The true story of eight LDS Liberian missionaries in the midst of a civil war inspired director Garrett Batty’s feature film “Freetown.”
The eight missionaries serving in their native country during a civil war that broke out in 1989 were surrounded by devastating conditions that forced them to flee for freedom and refuge.
Their story of faith in the midst of intense fear rocked Batty to his core when he read it in the archive section of lds.org. It inspired him to further research the story in the LDS Church’s archives in downtown Salt Lake City.
What he found were old missionary letters the eight missionaries had written to their mission president about their experiences during the civil war.
“Right there I knew this was a story that would be a great film,” Batty said.
The film “Freetown” is a movie comprised of an almost-all-African cast, taking place in Ghana. “The infrastructure for production was greater in Ghana (than Liberia), and this last summer there was the Ebola outbreak in Liberia.” said Adam Abel, the film’s producer. “Ghana was safe, because there were no confirmed cases.”
Both Batty and Abel are based in Utah but have filmed all over the world, with Batty’s latest film, “The Saratov Approach,” being filmed in Ukraine. However, neither had been to continental Africa. “We came over for a couple weeks and did some preliminary scouting,” Abel said. “It was evident that, visually, a lot of things were working in our favor in terms of value.”
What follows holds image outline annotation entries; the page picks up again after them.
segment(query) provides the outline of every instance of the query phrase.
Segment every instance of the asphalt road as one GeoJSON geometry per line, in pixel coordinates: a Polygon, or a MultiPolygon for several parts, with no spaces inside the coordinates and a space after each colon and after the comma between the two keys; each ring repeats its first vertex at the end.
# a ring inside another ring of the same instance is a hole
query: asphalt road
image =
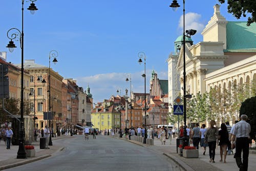
{"type": "Polygon", "coordinates": [[[172,171],[172,161],[160,153],[108,136],[59,139],[65,147],[52,157],[5,170],[172,171]]]}

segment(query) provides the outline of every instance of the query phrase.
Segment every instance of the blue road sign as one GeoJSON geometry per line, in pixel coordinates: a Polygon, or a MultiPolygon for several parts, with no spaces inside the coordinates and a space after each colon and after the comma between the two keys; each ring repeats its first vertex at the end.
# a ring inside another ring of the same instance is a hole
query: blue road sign
{"type": "Polygon", "coordinates": [[[183,115],[183,105],[174,105],[174,115],[183,115]]]}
Abel said it was an amazing feat that they went from not knowing anyone in Ghana to having a finished feature film in theaters within six months.
One of the actors on the film, Great Ejiro, said he studied LDS missionaries to accurately portray his role.
“When I was cast and got my script, I took the time to read and understand the character and went and studied missionaries,” Ejiro said. “I think that helped me to prove my character properly.”
Actor Bright Dodoo said the actors relied on Batty’s directing and instructions to interpret their characters and portray realistic emotions for their scenes.
“We didn’t meet any of the missionaries for the film,” Dodoo said. “But studying our lines and shooting every day gave us enough information, so we knew who we were supposed to be like and how we were supposed to act like.”
The actors’ portrayals in the film were very accurate and realistic, according to Marcus Menti, one of the original eight missionaries. He said he has yet to see the film in its entirety.
“I had to muster inner fortitude to see the whole thing,” Menti said. “Because of the imagery of the events, I had to leave once or twice.”
The missionaries faced terror from the rebels who were out to execute anyone from the Krahns tribe, to which one of the missionaries belonged. Menti said they ran out of other options and knew they had to flee their dangerous circumstances in order to survive.
“I felt, and eventually everyone felt, we were boxed in to a point where we were not able to do the work which we were ordained and set apart to do,” Menti said. “We had to make a very quick decision — not realizing what the consequences would have been.”
Menti said his main fear was not being able to fulfill his calling as a missionary.
“We were on a mission for two years; every second was being wasted by this war,” Menti said. “War was eating everything away — without baptisms or being able to proselytize — that was my main fear.”
Menti said he and the other missionaries, along with their driver, local Church member Philip Abubakar, witnessed miracle after miracle on their journey from Monrovia, Liberia, to Freetown, Sierra Leone.
It took them two days of traveling, with most of the roads ridded with terrible potholes. They went through about 50 rebel and military checkpoints along the way. “It was one miracle after another that we came out in one piece,” Menti said.
Menti said he never wanted to give up. The trials he faced on his mission have strengthened his faith.
“My desire, my decision, my will to persevere trumped any desire I had to give up,” he said. “The Lord will give us the means to make sure that which he commands. The Lord always had a hand in it, and I know that now with a surety — 100 percent.”
The pioneer missionaries from Liberia faced unimaginable trials that tested their faith. Menti said he relates these experiences to the Latter-day Saint pioneers crossing the plains to the Salt Lake Valley.
“My faith in the process had been strengthened,” Menti said. “Every trial you endure successfully enhances your closeness and communication with Heavenly Father.”
The U.S. release date of “Freetown” is April 8.
A free screening is scheduled in the BYU Varsity Theater during the evening of April 2 at 7 p.m. Seats will be available on a first-come-first-served basis.